Dacic, 46, was asked by President Tomislav Nikolic, whose Progressive Party placed first in May 6 parliamentary elections, on June 25, he told reporters in Belgrade today. He would he lead a three-party coalition that also includes the United Regions of Serbia and would hold a majority 131 seats in the 250-member Parliament.
The Socialist Party, which placed third in elections, may be thrust back to power for the first time since former strongman Slobodan Milosevic was toppled as the Progressive Party and the second-place Democratic Party of ex-President Boris Tadic remain locked in a dispute about policy and power. Dacic said he and his party leaders are weighing whether to lead or simply take part in the next government.
“It’s not about how many ministries we get, it’s about the strategic interest of our coalition,” Dacic said.
Political leaders have been haggling for eight weeks over who has the right to form a coalition after inconclusive election results. The country needs cash to cover the budget deficit, which ballooned because of the economic slowdown and campaign-related spending. Serbia needs to repay about $1.5 billion in maturing dinar debt by the end of year, with a quarter of that total due next month.
Serbia’s public debt was 51.1 percent of gross domestic product at the end of March, exceeding the debt limit of 45 percent, while the current-account gap reached 17 percent of GDP in the same three-month period, instead of the planned 8.5 percent.

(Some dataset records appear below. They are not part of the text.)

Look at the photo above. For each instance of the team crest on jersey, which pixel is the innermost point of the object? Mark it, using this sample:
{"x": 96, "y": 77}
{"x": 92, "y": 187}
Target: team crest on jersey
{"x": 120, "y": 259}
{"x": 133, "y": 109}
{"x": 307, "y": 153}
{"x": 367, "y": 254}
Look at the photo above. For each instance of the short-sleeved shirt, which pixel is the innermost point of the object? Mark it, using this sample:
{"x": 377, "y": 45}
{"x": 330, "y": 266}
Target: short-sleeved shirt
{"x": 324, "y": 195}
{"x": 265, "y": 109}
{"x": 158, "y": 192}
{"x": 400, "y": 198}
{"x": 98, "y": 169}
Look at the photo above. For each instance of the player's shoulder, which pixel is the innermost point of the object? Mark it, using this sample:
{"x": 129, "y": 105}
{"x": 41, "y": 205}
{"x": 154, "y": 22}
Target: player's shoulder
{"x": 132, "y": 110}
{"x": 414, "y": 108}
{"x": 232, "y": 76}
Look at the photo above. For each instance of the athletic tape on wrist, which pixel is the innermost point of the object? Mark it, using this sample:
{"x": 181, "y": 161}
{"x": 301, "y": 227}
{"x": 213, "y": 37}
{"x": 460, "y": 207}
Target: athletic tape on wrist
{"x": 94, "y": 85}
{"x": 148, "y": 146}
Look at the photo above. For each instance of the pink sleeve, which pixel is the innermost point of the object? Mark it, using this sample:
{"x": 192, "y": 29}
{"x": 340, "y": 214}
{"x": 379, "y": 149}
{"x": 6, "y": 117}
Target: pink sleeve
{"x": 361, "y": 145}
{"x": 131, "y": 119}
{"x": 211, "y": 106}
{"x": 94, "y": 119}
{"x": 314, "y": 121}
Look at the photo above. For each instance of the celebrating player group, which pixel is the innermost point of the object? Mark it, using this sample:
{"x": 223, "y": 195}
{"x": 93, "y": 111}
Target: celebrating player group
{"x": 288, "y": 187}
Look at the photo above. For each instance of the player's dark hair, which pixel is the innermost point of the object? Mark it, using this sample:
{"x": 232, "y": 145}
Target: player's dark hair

The Socialists and Nikolic’s Progressive Party, which both relied on nationalistic rhetoric to spur the campaign and promised closer ties to Russia, already hold a combined 117 seats. The Socialists first agreed with Tadic’s Democratic Party to work together to form a coalition.
Dacic said that since parliamentary and the presidential runoff that elevated Nikolic to head of state, there has been a “huge tectonic shift.”
“This is a historic chance for our coalition to define its political profile and become one of three most important factors in Serbia,” said Dacic, who was Milosevic’s spokesman between 1992 and 2000, during the violent breakup of Yugoslavia.
Tadic’s Democrats have stepped up pressure on Dacic to make up his mind as the country needs a new government quickly to tackle growing economic problems.
The government is finding it increasingly difficult to raise cash in the home market and finance the budget deficit, which has expanded 80 percent to 89.2 billion dinars ($972.15 million) in the first five months, or 7.3 percent of GDP, according to the central bank.
The new Cabinet will need to resume talks with the International Monetary Fund over a $1.3 billion precautionary loan deal suspended earlier this year when it became clear the country would slip on fiscal targets that include keeping the full-year gap within 4.25 percent of GDP.